Have you ever looked around the dinner table and wondered which of your siblings your parents liked the most? If you’re the youngest son, look away now.
A new meta-analysis published in the journal Psychological Bulletin has revealed that eldest daughters are more likely to receive preferential treatment from their parents.
Researchers studied 30 peer-reviewed journal articles and 14 databases to evaluate how the birth order, gender, temperament and personality traits – such as extraversion and neuroticism – of 19,469 participants were linked to parental favouritism.
Though researchers expected to find that mothers favoured daughters and fathers favoured sons, the study found that both mothers and fathers were more likely to have a daughter as their favourite child.
When looking at birth order, parents were more likely to give older siblings greater autonomy, which researchers recognised as preferential treatment. They also classified favouritism as being shown through how much money parents were spending on their children, as well as how much control they exerted over them.
Of the personality traits evaluated, children who were responsible and organised were awarded with more favourable treatment. This suggests that parents may find these children easier to manage and may respond more positively.
“For decades, researchers have known that differential treatment from parents can have lasting consequences for children,” said lead author Dr Alexander Jensen, an associate professor at Brigham Young University, US.

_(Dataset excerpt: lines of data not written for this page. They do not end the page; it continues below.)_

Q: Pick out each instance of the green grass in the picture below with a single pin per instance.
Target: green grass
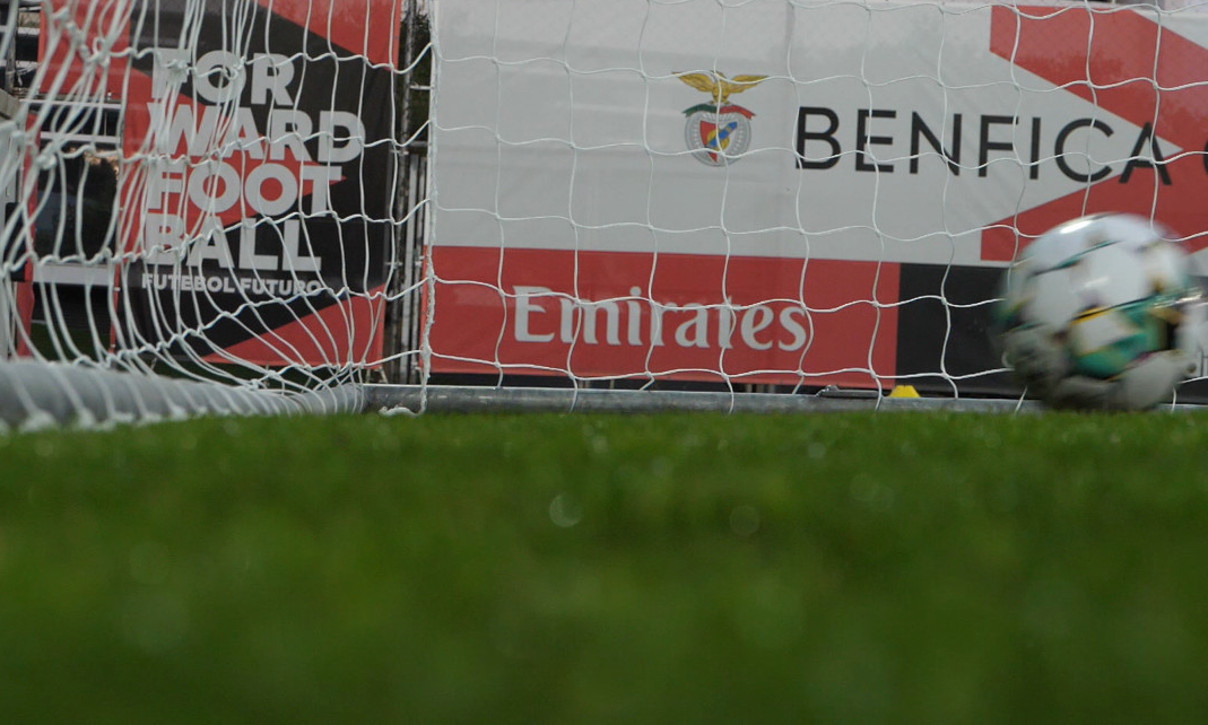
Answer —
(896, 567)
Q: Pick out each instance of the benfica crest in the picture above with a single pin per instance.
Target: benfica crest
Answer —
(718, 132)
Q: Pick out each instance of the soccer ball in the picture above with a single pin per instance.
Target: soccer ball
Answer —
(1102, 312)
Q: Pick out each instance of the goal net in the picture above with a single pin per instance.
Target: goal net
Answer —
(789, 196)
(204, 189)
(787, 193)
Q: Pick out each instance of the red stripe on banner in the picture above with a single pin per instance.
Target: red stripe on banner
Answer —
(347, 23)
(1130, 65)
(675, 317)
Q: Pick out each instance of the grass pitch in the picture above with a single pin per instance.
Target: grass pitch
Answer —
(598, 569)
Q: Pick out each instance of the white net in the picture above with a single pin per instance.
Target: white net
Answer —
(772, 195)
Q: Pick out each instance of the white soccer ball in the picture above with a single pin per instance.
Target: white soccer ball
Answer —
(1102, 312)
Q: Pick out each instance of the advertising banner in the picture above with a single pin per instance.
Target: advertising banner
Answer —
(256, 177)
(784, 192)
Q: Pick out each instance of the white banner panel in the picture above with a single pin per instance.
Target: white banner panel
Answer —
(800, 139)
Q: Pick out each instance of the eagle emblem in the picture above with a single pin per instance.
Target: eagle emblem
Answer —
(718, 132)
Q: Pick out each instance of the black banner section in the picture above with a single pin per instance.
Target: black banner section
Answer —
(263, 187)
(953, 338)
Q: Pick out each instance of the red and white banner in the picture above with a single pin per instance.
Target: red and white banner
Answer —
(745, 189)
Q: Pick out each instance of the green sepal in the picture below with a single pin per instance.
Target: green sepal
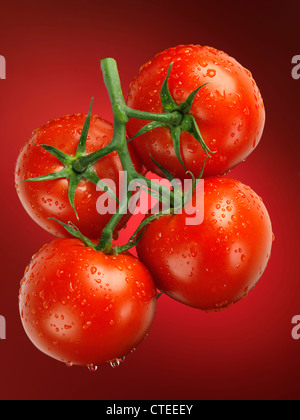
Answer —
(85, 130)
(137, 236)
(74, 231)
(176, 134)
(149, 127)
(61, 156)
(91, 176)
(192, 127)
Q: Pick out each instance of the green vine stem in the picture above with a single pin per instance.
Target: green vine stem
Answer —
(175, 117)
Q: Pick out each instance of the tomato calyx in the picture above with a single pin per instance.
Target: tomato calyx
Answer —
(183, 121)
(70, 170)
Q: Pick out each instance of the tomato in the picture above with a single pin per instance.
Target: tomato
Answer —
(49, 199)
(229, 110)
(83, 307)
(214, 264)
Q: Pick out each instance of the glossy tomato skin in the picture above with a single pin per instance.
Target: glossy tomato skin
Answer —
(82, 307)
(229, 110)
(49, 199)
(214, 264)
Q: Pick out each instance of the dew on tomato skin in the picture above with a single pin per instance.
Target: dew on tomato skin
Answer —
(116, 362)
(92, 368)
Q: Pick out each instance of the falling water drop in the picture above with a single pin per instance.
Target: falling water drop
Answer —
(117, 362)
(92, 368)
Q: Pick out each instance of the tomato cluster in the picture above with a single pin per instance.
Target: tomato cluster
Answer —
(86, 305)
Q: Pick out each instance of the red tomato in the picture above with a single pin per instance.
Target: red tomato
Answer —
(212, 265)
(229, 110)
(46, 199)
(83, 307)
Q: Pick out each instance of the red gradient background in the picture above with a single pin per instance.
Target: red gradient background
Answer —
(53, 50)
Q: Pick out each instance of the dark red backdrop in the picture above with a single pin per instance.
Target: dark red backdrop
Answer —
(53, 51)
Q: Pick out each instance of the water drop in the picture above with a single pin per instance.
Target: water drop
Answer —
(117, 362)
(92, 368)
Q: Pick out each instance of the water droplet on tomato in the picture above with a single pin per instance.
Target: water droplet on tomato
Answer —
(92, 368)
(117, 362)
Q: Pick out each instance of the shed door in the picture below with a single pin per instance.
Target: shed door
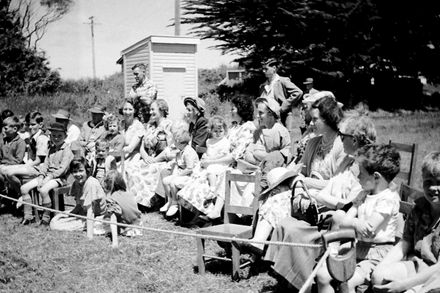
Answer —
(174, 91)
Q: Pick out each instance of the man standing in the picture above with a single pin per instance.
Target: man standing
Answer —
(308, 83)
(279, 88)
(144, 90)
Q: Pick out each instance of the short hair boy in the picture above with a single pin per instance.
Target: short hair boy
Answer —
(413, 261)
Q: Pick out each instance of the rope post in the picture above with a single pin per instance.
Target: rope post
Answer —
(89, 222)
(114, 230)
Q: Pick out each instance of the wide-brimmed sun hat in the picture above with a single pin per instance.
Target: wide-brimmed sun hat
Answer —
(196, 102)
(97, 109)
(276, 176)
(308, 80)
(57, 126)
(271, 104)
(62, 114)
(310, 99)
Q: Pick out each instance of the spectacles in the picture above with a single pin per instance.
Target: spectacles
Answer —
(344, 135)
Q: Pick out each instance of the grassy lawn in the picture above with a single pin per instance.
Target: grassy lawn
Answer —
(34, 259)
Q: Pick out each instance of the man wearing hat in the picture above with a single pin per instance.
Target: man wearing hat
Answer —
(73, 131)
(144, 89)
(91, 130)
(285, 92)
(309, 90)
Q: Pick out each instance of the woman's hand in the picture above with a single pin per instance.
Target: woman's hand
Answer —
(364, 229)
(148, 160)
(392, 287)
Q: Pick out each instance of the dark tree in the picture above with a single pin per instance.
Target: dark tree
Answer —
(337, 42)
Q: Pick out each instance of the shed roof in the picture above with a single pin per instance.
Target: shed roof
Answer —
(159, 39)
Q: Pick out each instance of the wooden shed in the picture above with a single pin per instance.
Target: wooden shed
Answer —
(171, 65)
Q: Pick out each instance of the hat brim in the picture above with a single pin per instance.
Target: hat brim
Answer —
(60, 117)
(96, 111)
(287, 175)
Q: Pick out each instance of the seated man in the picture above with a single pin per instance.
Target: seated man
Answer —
(92, 130)
(37, 152)
(411, 263)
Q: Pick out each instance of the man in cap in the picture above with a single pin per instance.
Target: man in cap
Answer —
(144, 90)
(92, 130)
(73, 131)
(279, 88)
(309, 90)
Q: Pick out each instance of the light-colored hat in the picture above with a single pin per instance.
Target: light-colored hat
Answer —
(271, 104)
(196, 102)
(310, 99)
(276, 176)
(97, 109)
(308, 80)
(57, 126)
(62, 114)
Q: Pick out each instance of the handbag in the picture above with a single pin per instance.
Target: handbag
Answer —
(304, 207)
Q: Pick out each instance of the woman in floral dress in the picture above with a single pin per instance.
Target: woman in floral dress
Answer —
(144, 172)
(194, 195)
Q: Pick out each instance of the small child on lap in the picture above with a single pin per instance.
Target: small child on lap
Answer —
(374, 214)
(186, 160)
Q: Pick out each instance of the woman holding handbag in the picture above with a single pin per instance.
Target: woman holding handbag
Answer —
(295, 264)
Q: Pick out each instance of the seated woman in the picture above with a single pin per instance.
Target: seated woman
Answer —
(295, 264)
(411, 264)
(198, 124)
(240, 135)
(143, 172)
(326, 115)
(133, 131)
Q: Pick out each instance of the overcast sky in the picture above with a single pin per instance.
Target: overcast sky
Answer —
(120, 23)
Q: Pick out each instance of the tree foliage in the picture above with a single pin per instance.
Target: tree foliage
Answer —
(34, 16)
(22, 69)
(336, 41)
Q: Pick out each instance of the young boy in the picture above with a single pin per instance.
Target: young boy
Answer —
(112, 135)
(12, 148)
(413, 264)
(103, 162)
(37, 152)
(186, 160)
(374, 214)
(51, 174)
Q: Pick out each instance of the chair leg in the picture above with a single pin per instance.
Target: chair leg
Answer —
(34, 199)
(200, 254)
(235, 264)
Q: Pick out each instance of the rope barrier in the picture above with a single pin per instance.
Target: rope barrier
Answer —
(196, 235)
(309, 280)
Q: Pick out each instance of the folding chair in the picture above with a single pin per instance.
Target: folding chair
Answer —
(407, 176)
(228, 229)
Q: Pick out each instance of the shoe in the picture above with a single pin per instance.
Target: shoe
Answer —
(27, 221)
(172, 210)
(165, 207)
(246, 247)
(44, 223)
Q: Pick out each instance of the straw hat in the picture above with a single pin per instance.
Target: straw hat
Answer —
(97, 109)
(196, 102)
(271, 104)
(62, 114)
(276, 176)
(57, 126)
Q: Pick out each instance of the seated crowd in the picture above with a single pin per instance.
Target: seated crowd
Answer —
(120, 164)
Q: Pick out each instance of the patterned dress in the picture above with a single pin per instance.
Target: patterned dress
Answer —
(324, 166)
(195, 192)
(143, 177)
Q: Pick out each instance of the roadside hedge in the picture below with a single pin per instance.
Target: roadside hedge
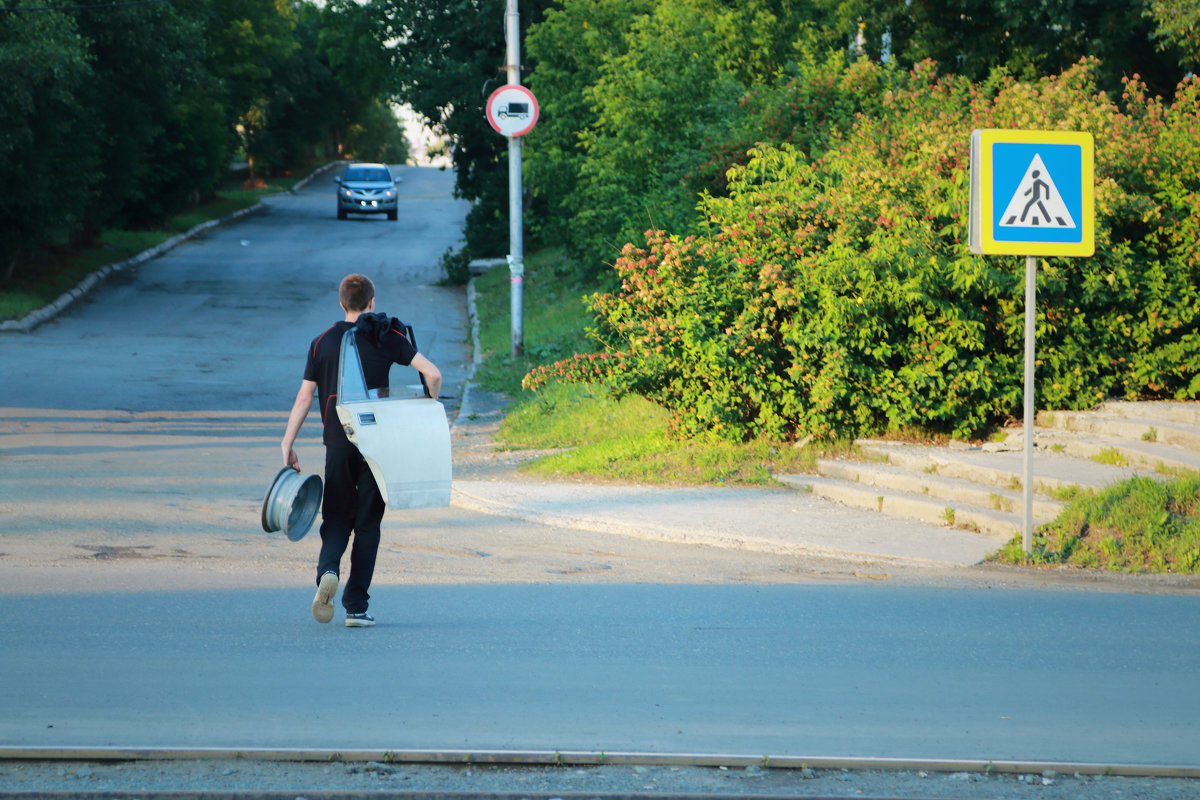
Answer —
(832, 294)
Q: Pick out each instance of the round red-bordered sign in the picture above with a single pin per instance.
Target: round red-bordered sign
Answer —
(513, 110)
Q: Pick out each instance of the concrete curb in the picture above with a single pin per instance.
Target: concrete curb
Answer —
(35, 318)
(588, 758)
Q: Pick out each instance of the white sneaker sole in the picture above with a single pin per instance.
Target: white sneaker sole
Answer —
(323, 603)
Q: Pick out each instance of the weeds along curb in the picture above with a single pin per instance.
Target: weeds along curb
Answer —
(477, 355)
(35, 318)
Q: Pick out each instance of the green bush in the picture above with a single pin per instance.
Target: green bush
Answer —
(835, 296)
(1141, 524)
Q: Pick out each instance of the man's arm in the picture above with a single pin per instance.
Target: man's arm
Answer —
(295, 419)
(432, 374)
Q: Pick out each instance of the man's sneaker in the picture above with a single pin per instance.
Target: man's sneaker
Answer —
(323, 603)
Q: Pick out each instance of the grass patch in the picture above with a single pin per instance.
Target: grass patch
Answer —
(1110, 456)
(42, 278)
(1137, 525)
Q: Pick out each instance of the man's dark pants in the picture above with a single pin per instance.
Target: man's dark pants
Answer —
(352, 504)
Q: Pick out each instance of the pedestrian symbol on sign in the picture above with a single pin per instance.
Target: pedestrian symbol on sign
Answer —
(1037, 202)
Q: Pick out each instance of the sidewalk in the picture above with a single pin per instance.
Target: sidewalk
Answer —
(781, 519)
(911, 504)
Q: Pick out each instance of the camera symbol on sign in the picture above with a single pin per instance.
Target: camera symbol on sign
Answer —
(514, 110)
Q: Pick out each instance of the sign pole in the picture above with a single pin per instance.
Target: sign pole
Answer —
(516, 238)
(1031, 270)
(1032, 194)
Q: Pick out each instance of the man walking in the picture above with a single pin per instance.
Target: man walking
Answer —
(352, 504)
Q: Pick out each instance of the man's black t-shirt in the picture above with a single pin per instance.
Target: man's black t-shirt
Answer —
(377, 355)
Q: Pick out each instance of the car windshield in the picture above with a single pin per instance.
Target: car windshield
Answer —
(372, 174)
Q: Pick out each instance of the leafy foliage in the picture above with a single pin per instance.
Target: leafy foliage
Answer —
(121, 114)
(834, 296)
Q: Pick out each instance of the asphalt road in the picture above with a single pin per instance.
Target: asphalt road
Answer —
(853, 671)
(143, 607)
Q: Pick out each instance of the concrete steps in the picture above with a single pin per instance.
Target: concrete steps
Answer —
(978, 486)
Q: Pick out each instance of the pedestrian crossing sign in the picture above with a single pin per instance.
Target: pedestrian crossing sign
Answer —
(1032, 193)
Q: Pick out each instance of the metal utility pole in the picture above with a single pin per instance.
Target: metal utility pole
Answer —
(516, 236)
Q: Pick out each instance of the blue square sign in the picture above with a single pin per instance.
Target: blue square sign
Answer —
(1031, 193)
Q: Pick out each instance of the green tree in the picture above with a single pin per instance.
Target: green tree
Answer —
(1177, 25)
(250, 42)
(448, 56)
(569, 46)
(156, 148)
(639, 91)
(48, 158)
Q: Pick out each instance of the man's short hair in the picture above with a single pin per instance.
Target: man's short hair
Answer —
(355, 293)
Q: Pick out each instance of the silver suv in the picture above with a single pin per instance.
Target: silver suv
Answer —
(366, 188)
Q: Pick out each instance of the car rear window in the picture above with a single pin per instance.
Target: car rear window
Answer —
(366, 174)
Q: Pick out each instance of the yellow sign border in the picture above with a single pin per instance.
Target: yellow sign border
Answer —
(982, 226)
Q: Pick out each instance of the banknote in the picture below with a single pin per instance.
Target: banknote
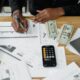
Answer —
(52, 29)
(66, 34)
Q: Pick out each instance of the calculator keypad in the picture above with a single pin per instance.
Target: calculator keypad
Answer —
(49, 59)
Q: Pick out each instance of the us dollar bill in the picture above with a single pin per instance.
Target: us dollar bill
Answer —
(52, 29)
(65, 34)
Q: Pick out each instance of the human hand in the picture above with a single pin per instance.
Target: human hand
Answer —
(48, 14)
(19, 23)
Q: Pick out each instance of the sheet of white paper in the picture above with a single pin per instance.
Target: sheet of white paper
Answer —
(14, 71)
(39, 71)
(69, 47)
(7, 31)
(33, 56)
(67, 73)
(31, 48)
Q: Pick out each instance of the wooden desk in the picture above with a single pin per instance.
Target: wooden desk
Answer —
(75, 21)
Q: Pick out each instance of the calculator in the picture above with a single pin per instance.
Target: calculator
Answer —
(48, 56)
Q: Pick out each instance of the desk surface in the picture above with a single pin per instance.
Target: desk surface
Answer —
(75, 21)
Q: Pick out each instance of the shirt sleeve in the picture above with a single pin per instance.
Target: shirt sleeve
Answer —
(72, 10)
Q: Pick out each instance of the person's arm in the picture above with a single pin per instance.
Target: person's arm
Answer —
(72, 10)
(15, 5)
(19, 23)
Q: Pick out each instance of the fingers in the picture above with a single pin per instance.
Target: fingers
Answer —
(42, 16)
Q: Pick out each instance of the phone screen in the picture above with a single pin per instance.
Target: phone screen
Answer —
(76, 44)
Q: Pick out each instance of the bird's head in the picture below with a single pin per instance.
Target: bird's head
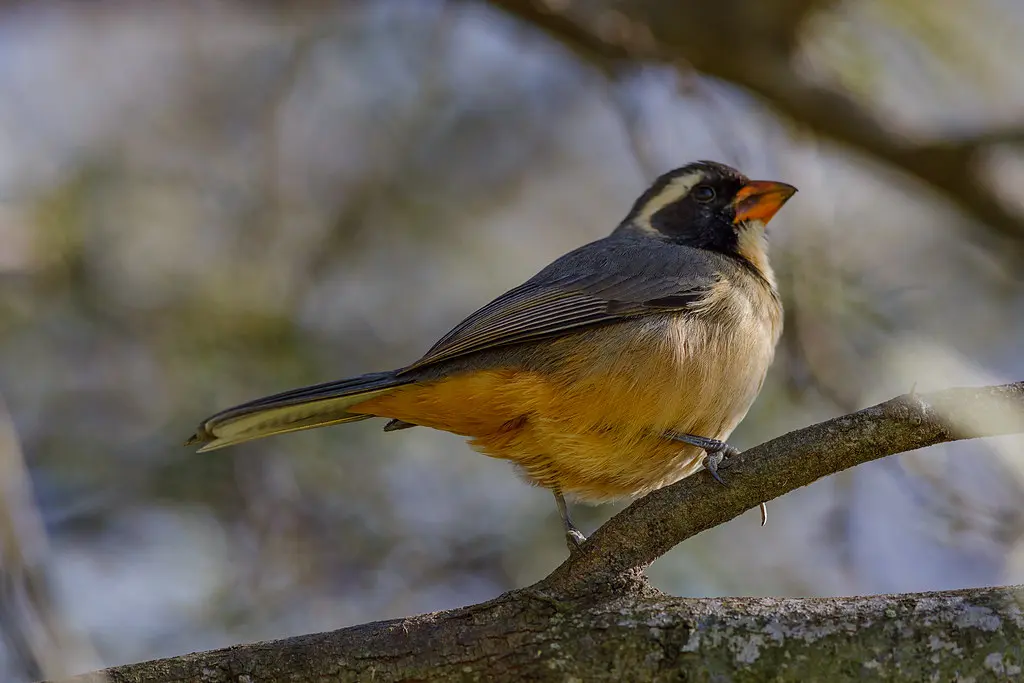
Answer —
(709, 206)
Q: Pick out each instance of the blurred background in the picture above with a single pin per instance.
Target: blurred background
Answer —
(203, 202)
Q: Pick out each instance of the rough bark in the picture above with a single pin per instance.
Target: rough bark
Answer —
(595, 619)
(638, 637)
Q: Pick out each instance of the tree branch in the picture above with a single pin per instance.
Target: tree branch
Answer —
(752, 45)
(595, 619)
(927, 636)
(652, 525)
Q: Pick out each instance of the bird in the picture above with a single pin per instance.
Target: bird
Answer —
(619, 369)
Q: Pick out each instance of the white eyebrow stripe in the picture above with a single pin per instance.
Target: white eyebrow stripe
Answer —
(672, 193)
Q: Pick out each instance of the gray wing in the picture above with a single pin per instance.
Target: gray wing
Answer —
(600, 283)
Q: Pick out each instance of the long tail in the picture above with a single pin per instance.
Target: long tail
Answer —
(306, 408)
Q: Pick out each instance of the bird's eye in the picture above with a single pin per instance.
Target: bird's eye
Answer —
(704, 194)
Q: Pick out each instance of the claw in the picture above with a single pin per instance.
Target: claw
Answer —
(717, 452)
(573, 537)
(712, 462)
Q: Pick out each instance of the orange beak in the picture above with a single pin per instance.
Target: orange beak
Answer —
(760, 200)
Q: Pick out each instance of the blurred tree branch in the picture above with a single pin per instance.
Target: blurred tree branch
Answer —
(595, 617)
(753, 45)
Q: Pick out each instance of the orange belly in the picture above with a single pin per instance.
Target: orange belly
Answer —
(592, 423)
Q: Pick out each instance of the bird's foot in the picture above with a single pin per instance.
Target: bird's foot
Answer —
(717, 452)
(573, 537)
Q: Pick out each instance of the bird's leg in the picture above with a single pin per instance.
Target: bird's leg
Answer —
(573, 537)
(717, 452)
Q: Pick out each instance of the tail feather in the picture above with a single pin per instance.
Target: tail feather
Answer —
(306, 408)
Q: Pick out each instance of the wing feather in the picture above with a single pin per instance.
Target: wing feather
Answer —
(589, 287)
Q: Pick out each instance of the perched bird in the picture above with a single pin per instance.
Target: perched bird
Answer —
(619, 369)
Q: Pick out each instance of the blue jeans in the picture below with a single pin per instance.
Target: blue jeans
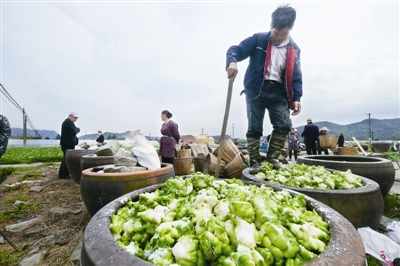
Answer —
(272, 97)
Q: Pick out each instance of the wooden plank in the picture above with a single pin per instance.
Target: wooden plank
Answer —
(359, 146)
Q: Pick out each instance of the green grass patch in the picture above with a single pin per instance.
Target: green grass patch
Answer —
(31, 155)
(9, 258)
(392, 205)
(5, 172)
(17, 211)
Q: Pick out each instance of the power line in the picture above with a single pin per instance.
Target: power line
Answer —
(14, 102)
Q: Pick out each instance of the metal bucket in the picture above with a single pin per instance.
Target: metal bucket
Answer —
(199, 163)
(229, 152)
(235, 167)
(210, 166)
(182, 165)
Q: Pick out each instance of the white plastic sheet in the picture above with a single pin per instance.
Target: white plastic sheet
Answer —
(393, 231)
(379, 246)
(144, 151)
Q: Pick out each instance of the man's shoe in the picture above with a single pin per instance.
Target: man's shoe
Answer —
(65, 177)
(276, 165)
(254, 167)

“This study helps us understand which children are more likely to be on the receiving end of favouritism, which can be both positive and negative.”
Jensen and his team also found that siblings who received less favourable treatment tended to have overall poorer mental health and more strained family relationships.
“It is important to note that this research is correlational, so it doesn’t tell us why parents favour certain children,” Jensen continued. “However, it does highlight potential areas where parents may need to be more mindful of their interactions with their children.”